This article is more than 4 years old

What can students really contribute to university strategy?

Could student involvement in university strategy development mean more than surveys and postcards? Bradley Fox finds out.
This article is more than 4 years old

Bradley Fox is the President at Nottingham Trent University Students' Union

Lots of universities talk about working in partnership with their SU, or their students, or both.

But when it comes to the creation of strategy, sometimes students are treated like any other stakeholder group – a student on a committee, a survey or a box full of feedback postcards are what the “partnership” really consists of.

So what would happen if we treated students as active participants in the creation of strategy, rather than a mere latent user of university strategic output? The traditional idea – that students will not being invested in the development of a university long term, is dated – especially now that Generation Z students are prominent on campus. In my views, co-creation is important and can have huge benefits for institutions.

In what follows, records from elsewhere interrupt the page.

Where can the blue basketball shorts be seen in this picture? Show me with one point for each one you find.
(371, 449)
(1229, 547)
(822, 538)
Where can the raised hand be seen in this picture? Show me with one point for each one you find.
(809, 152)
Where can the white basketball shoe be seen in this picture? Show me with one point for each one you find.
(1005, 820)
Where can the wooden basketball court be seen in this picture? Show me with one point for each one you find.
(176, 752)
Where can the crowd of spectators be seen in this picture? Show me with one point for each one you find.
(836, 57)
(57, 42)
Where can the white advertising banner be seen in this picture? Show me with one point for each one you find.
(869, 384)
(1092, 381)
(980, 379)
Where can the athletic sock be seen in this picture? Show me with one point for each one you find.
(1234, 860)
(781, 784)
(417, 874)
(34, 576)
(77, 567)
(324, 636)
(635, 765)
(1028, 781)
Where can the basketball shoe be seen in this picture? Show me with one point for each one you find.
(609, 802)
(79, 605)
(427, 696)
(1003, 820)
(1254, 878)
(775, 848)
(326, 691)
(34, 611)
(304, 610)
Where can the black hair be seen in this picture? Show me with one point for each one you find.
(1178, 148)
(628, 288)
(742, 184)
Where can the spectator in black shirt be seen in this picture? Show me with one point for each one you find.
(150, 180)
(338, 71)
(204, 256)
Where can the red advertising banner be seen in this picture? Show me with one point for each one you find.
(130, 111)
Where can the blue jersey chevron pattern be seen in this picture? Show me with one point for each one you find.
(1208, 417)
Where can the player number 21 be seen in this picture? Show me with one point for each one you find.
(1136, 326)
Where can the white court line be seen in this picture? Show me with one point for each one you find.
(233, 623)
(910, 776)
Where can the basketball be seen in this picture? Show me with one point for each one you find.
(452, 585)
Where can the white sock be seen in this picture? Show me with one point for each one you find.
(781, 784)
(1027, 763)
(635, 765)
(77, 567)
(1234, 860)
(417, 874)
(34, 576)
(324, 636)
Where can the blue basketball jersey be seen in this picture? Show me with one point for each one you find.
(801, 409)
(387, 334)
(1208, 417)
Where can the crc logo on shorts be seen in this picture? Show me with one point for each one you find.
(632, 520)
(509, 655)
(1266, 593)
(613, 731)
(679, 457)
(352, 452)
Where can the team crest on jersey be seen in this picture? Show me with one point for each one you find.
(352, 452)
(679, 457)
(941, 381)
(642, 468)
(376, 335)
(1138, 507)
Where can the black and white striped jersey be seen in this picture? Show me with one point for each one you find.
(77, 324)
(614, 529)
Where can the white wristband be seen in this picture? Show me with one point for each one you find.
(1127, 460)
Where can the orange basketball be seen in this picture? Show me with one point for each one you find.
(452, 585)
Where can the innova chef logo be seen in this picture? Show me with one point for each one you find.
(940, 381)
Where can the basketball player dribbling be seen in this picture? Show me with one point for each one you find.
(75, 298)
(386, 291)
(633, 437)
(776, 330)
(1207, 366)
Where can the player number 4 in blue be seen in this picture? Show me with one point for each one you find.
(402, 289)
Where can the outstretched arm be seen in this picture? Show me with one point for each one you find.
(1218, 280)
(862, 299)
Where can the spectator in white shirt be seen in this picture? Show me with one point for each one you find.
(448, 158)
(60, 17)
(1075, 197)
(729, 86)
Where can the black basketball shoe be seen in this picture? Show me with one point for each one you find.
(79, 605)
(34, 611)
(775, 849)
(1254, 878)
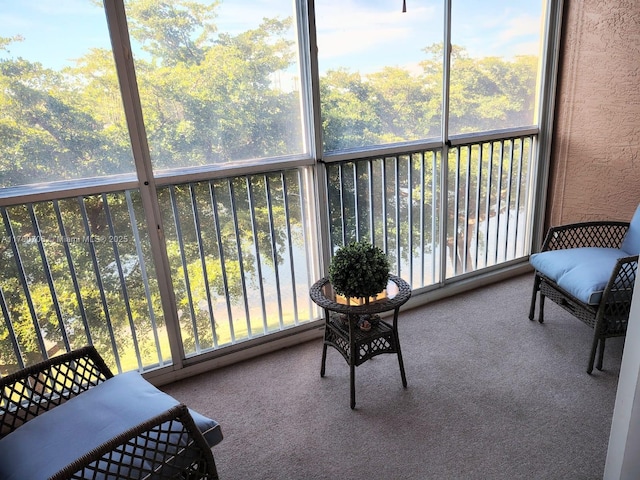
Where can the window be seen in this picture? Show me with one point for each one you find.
(375, 86)
(219, 82)
(495, 64)
(61, 115)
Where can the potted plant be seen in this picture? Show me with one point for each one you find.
(359, 270)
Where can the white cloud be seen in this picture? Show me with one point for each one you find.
(345, 28)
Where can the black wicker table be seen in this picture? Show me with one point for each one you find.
(342, 326)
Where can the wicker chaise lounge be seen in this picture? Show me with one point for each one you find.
(70, 417)
(589, 269)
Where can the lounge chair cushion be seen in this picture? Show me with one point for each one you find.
(631, 242)
(582, 272)
(54, 439)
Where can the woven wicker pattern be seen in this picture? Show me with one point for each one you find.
(354, 344)
(36, 389)
(587, 234)
(166, 446)
(161, 448)
(610, 317)
(378, 340)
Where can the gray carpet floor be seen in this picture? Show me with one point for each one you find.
(491, 395)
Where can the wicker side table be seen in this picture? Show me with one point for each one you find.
(343, 333)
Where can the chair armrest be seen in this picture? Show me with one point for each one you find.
(45, 385)
(587, 234)
(166, 446)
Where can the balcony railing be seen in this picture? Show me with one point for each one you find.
(243, 251)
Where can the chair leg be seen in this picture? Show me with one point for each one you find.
(353, 385)
(324, 359)
(536, 287)
(401, 363)
(601, 354)
(592, 356)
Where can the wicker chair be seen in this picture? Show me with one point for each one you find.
(589, 269)
(70, 417)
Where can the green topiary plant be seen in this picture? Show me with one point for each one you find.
(359, 269)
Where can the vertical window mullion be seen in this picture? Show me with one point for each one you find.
(118, 31)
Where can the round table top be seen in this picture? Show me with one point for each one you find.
(397, 293)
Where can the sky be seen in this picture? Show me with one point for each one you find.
(357, 34)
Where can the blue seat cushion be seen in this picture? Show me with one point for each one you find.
(582, 272)
(54, 439)
(631, 242)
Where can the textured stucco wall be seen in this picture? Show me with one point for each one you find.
(595, 164)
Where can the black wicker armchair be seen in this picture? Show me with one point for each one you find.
(70, 417)
(589, 269)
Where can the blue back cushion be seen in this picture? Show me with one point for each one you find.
(631, 243)
(582, 272)
(53, 439)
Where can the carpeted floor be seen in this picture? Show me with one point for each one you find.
(491, 395)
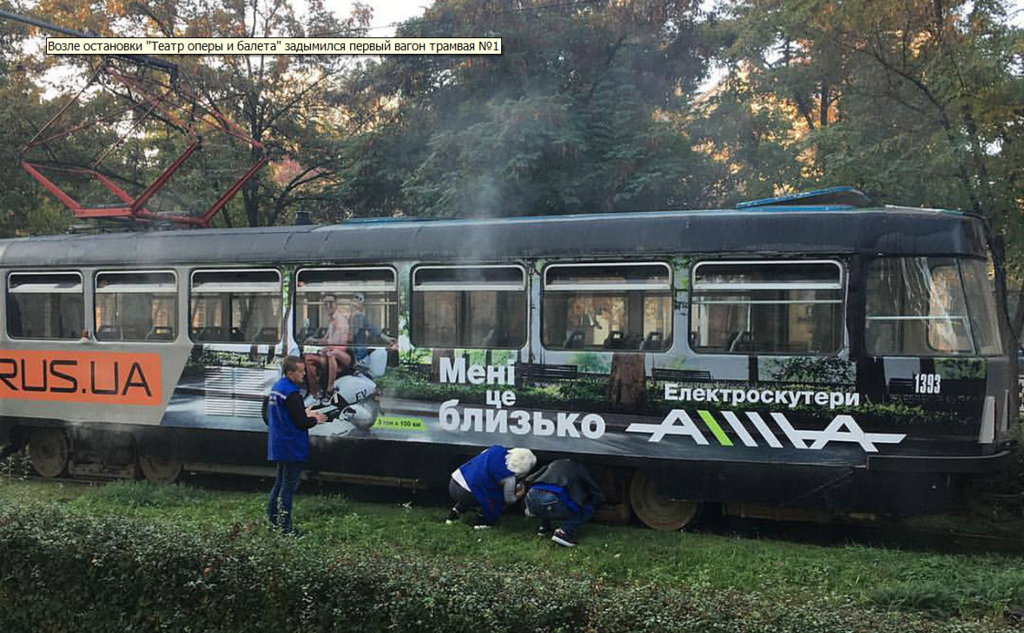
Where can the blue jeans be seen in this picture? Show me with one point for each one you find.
(279, 508)
(546, 506)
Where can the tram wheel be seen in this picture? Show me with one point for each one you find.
(159, 470)
(655, 510)
(48, 452)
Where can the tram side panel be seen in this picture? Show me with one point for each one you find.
(635, 365)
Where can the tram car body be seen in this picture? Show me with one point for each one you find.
(808, 352)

When I started my role as Nottingham Trent Students’ Union President in July 2018, I was amazed to see that across the higher education sector there was little to no evidence of co-creation between students and staff existing. After studying marketing and understanding the benefits of value co-creation, it is something that I wanted to work on and implement at a high level. So after reading a post on Wonkhe about university and union strategies being two beating hearts, I was inspired, and we decided to prolong the SUs current strategy to launch at a similar time to the University’s in 2020.

Students as co-creators

A lot of people would think that students do not care about the big corporate strategies of a university – they are wrong. Students are invested in their choice of university, and want to have a say in how and what their university focuses in whilst they are studying there. The question then arises about how a student becomes involved with the process. The driver of this must come from the SU, and this can only occur if there is a positive collaborative relationship created between SU and university.

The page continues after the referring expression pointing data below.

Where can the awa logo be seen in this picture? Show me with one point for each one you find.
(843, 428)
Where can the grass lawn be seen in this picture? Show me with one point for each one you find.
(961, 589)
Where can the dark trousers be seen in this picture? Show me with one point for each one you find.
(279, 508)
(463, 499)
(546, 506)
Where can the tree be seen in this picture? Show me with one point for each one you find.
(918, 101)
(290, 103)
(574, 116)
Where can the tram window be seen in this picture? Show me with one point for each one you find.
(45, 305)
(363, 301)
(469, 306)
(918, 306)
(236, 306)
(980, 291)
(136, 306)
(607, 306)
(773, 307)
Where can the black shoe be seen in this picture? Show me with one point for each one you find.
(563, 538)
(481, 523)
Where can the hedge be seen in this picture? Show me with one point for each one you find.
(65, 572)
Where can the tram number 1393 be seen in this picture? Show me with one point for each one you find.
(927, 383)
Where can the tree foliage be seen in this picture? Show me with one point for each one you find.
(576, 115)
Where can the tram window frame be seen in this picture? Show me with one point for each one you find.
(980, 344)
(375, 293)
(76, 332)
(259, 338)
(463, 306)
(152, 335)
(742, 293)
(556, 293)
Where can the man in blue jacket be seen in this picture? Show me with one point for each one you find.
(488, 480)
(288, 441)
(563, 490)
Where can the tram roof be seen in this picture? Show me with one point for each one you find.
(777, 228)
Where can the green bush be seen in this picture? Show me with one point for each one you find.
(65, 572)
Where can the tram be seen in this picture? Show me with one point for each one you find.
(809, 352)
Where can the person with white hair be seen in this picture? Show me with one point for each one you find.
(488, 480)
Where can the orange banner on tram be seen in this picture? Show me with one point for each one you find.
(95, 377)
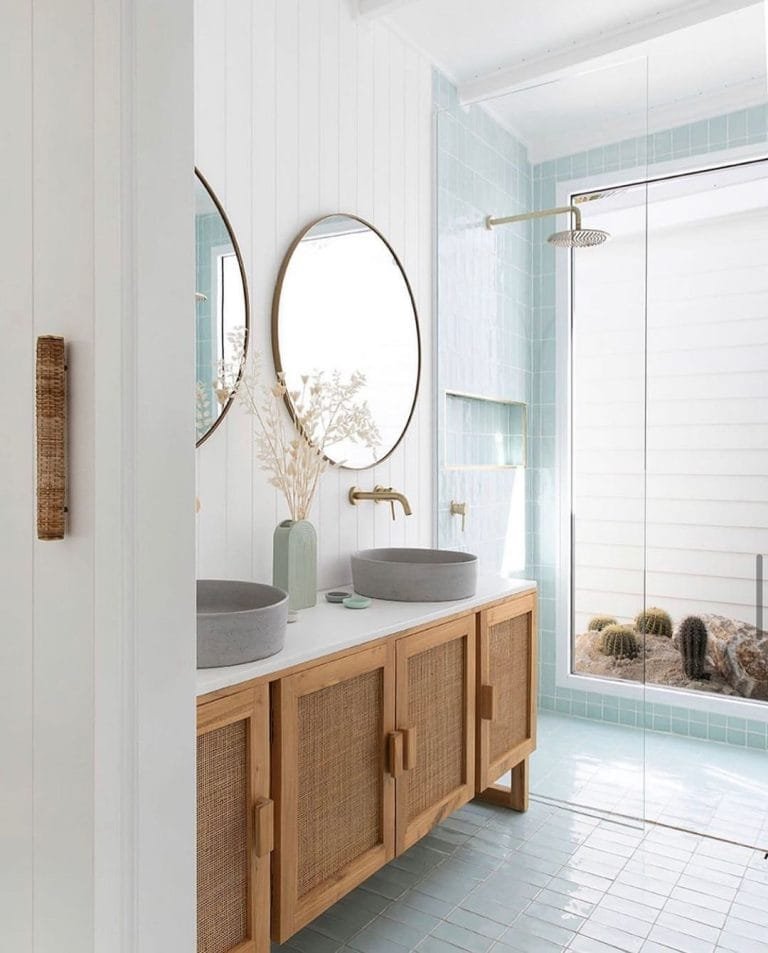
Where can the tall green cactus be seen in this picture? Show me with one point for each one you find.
(654, 621)
(693, 646)
(598, 622)
(620, 642)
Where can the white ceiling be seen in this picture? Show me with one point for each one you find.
(567, 76)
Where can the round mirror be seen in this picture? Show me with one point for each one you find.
(221, 305)
(343, 306)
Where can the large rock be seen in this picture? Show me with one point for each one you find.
(737, 652)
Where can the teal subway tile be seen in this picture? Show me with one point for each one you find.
(579, 165)
(595, 161)
(681, 141)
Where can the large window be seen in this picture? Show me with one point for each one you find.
(669, 432)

Unions have a large reach and can engage a large proportion of students in the process itself, typically engaging different groups of students than universities. The groups are often already in existence so why try and create more? It is about time that unions and institutions stop duplicating resources and working together on things like this.

Benefits

Firstly, the university can use student ideas as a health check. Hearing what students think means that there is the chance to see how the current strategic plan is going, listening to those that are accessing the current position. Strategy is pointless unless it impacts people, and I would put money on there being surprised faces when students talk about their experiences.

Co-creating with students and staff means that the strategic plan that is created is something both groups are going to be able to identify with. This causes a large amount of benefits, namely an increase in a partnership approach across the institution, and making strategic change easier. For SU sabbatical officers reading this, it also makes your life 100x easier when it comes to making change at your institution.

It also allows for professional services staff members to engage with students. When do they really ever get to do this? It is interesting that such a large group of staff members never to get to converse with the largest group that they influence.

Engaging students

Benefits are one thing, but I know that doing engagement is another. Firstly, and most importantly, there must be a strong union – institution relationship, characterised by trust. That is the biggest hurdle that most will face, thankfully not at Nottingham Trent.

What NTU asked of us was to produce a student voice report which will shape the final strategy, but how we collected the data for this was completely up to us. What we kicked off with was the development of our own themes – and then we spoke to students in their first year all the way through to PhD, this was done through Freshers’ Fair, the usual feedback cards and surveys, and also interviews. It is important to talk to all types students, and to make sure they have a voice in this – in total we engaged around 4,000 students. Then we started to think about how we might provide a platform for ideas and debate to emerge amongst the students and staff of the university.

What was created was something that can be replicated easily. Our “Collaborative Strategy Workshop” was just as jazzy as it sounds. This event had 100 students and 50 staff members in the union together, discussing and considering ideas about the future. It allowed for the creation of ideas about what the focus should be, and the most important element was that this was together, in a partnership.

Once the ideas were all brought together, the final paper for the university was created and then distillation sessions were created. I took 16 students along to our university leadership team to talk about the student voice report, about how these ideas can influence the university strategic themes. These sessions allowed for senior leadership mindsets to be changed, and the discussion was much more student (and student union) focussed.

Real partnership working

This won’t work everywhere. If your senior team thinks that strategy development is something done in solitary confinement by the top people, and “presented” to a willing university community, you’re doing it wrong.

But if you’re sold on facilitating the university community driving strategy, I can’t recommend this process enough. For us students have had a real say in the future of the university, it has improved the relationship between union and university, and has given students a greater footprint on campus. It will also increase trust in the institution by the students and staff, because they are invested in what the university is doing and how it is run. Students unions and universities don’t always have to be at loggerheads – and a process like this provides the perfect opportunity to change things.

One response to “What can students really contribute to university strategy?

  1. The ‘Collaborative Strategy Workshop’ is an excellent idea. It addresses the student voice aspect, and actively recognises students as part of the institution and it’s future, rather than passing customers. Great work.